It’s been – let me see – 35 years when I met her. And it took me 20 years to tell this story. We were 14, both virgins. It wasn’t love at first sight. At least, not for me. I strongly underestimated my popularity with the girls in my class back then, something I later understood on one of the reunions where suddenly some of the girls admitted they have had a crush on me. But at the time she was a girl that I believed was ‘in my league’.
I stayed with her for about 15 years, 8 of those we lived together. Obviously, in those first 7 years we both lived at our parents’, but the longer our relationship lasted, the more I slept over at her place. Her parents agreed that we used the guest room and later, when they moved to a larger house, she got her own room and I slept in her bed even more often.
Everything I knew about women and sex, at the age of 30, I learned from her. This was a time before internet and I wasn’t the type of guy that read self help guides. Porn was only available from the corny corners of the videoshops in those days.
It was only after we broke up that I learned that my knowledge was blurred. The things I knew were a false representation. My girlfriend appeared to be far from average. And today, still, I strongly believe that things would have looked so much different if it wasn’t for him.
You see, I actually thought women didn’t like it when men played with their nipples. And I also thought that a girl’s period could last 10 days or even up to a fortnight. I know, how could I have believed that. I mistook her passiveness for frigidity. Some of the more ‘normal’ sexual acts were out of the question with her, where as some of the most kinkiest things seemed to be a daily routine. I didn’t see it then. How could I have known, what I know now. I just didn’t see the signs, that are so clear to me in retrospect.
As happens often with school friends, we grew apart. We got very different interests and at the end we just lived like brother and sister. Don’t get me wrong, we still were good friends, and at that time I thought that everything was normal. I even believed that what we had was something special. Until I fell in love with someone else. I didn’t know what happened. Never had I felt these feelings and suddenly I realized that I was with the wrong woman. So I broke up with my first love.
The breakup wasn’t anything I had anticipated. Of course there was drama, but this was different. She was devastated. Years of repressed trauma suddenly surfaced. During the first years of our relationship, during the time she was still living at her parents, it appeared that her father had abused her. All the things she didn’t want me to do, where the things that reminded her of the abuse. And all the lies she told me, were out of protection of herself.

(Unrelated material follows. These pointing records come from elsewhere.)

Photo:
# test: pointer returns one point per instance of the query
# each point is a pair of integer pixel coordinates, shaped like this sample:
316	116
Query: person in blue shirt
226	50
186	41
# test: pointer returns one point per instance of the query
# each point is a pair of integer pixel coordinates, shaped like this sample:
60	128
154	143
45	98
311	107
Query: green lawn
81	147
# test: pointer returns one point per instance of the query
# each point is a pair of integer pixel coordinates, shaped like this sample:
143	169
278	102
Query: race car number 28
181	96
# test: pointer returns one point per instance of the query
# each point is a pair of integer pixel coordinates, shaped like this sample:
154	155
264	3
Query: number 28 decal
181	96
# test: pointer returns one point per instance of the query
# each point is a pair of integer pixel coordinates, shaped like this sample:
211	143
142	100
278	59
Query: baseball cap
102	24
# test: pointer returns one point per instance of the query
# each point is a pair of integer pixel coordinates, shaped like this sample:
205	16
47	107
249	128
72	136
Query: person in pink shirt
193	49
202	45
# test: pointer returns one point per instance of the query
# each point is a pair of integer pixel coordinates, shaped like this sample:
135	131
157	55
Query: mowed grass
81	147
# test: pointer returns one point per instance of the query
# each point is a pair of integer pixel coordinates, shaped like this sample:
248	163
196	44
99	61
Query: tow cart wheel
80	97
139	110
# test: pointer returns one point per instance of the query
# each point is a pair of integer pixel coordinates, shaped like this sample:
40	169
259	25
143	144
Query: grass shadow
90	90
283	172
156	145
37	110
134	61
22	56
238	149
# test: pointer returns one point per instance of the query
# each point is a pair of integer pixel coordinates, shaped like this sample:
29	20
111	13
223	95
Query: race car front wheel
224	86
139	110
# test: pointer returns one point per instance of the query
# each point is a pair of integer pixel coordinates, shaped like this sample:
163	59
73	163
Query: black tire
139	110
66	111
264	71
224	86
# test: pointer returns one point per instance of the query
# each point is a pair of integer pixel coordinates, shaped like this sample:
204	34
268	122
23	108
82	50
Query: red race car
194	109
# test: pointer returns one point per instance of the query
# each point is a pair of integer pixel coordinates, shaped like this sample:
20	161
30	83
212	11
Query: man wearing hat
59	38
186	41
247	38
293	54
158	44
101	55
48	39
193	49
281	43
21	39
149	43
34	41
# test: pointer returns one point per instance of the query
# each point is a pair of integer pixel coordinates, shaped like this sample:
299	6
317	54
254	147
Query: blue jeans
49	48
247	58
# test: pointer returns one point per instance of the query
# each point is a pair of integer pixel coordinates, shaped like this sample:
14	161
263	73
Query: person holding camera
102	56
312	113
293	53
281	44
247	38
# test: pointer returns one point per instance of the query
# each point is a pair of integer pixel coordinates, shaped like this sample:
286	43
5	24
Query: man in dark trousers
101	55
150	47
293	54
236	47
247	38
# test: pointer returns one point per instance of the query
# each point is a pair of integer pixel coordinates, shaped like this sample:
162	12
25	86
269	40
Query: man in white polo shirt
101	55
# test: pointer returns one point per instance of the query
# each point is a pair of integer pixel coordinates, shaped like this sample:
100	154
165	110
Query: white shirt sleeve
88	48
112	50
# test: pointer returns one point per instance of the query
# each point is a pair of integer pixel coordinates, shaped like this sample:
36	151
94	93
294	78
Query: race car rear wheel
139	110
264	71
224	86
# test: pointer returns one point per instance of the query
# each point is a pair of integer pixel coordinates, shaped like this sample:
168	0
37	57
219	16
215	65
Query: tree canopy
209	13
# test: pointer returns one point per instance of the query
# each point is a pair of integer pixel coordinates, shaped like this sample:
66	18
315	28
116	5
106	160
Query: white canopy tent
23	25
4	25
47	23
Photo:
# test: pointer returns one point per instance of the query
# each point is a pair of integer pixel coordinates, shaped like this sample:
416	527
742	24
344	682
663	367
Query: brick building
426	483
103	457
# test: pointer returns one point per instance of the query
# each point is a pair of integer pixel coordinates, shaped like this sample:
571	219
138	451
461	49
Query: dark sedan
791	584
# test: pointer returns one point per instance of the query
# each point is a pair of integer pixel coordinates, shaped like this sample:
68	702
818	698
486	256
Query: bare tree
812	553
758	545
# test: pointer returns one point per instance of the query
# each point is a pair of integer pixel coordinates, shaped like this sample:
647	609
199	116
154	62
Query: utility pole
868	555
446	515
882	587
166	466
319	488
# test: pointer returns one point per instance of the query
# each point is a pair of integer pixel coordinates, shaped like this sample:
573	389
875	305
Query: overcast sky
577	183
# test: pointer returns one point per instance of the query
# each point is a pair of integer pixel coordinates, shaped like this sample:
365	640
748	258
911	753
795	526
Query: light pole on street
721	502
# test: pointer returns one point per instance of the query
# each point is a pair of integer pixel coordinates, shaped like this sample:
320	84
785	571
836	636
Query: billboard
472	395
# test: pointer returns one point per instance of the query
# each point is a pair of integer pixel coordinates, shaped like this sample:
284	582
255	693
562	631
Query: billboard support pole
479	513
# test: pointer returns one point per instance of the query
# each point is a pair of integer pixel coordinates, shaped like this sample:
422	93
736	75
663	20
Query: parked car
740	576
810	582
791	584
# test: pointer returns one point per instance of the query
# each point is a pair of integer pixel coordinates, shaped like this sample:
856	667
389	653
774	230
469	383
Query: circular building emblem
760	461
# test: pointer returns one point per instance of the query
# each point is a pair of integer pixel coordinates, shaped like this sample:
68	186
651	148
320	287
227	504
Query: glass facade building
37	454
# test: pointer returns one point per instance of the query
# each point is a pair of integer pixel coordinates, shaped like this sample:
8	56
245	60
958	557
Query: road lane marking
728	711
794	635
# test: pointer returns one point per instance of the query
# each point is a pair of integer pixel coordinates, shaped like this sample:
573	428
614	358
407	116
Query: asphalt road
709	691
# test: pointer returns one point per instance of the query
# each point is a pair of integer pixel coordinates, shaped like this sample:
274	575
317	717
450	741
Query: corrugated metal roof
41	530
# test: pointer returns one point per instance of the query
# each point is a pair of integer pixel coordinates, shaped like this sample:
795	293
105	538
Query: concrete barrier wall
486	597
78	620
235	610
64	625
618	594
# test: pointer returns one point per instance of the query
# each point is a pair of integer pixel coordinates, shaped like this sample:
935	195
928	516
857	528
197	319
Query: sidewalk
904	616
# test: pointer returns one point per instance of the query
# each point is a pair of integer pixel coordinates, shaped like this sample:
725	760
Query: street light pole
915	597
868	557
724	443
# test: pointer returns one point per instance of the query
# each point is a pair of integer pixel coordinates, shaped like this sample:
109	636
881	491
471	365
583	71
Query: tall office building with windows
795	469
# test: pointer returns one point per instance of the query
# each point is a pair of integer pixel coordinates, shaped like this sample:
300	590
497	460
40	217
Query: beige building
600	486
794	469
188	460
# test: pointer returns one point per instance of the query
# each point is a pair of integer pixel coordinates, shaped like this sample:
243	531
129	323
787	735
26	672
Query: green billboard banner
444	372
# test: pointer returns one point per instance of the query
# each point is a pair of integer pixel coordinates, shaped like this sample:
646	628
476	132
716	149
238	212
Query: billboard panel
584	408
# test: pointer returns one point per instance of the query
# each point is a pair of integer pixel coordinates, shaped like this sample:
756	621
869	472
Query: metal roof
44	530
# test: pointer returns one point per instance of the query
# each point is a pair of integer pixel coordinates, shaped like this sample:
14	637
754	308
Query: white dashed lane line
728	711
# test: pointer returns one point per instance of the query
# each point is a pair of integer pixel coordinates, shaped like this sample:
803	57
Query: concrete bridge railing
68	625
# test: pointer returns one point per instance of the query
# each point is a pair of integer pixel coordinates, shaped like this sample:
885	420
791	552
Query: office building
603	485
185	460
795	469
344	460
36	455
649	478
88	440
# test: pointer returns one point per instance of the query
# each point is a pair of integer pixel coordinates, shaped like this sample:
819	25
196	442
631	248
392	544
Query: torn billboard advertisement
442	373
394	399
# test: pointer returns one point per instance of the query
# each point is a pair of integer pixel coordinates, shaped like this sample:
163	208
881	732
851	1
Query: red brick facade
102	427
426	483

I froze. Of course I really felt extremely sorry for her. I couldn’t begin to imagine what it must have been like for her. Not only during the years of the abuse, but also later on, when we lived together. When I thought that we were close friends, she had this giant secret that she couldn’t share with me. Not even with me.
We went to therapy, and that made me realize she wasn’t the only victim. There was only one solution and that was to start over. We separated and went our own way, much to her discontent.
Now, I am married to the woman I fell in love with. But still, those early years feel like a big loss. The prodigal decades of my adolescence. It shaped me, but in a totally fucked up way. It was like finding out you’ve always done things wrong and I had to hit my reset button. All, thanks to this man I now loathe. The man who thought that it was OK to take advantage of an innocent young girl, who also happened to be his own flesh and blood. And having a few daughters of my own, I despise him even more. Today, every time I listen to ‘Daughters’ of John Mayer, I can’t help but shed a tear.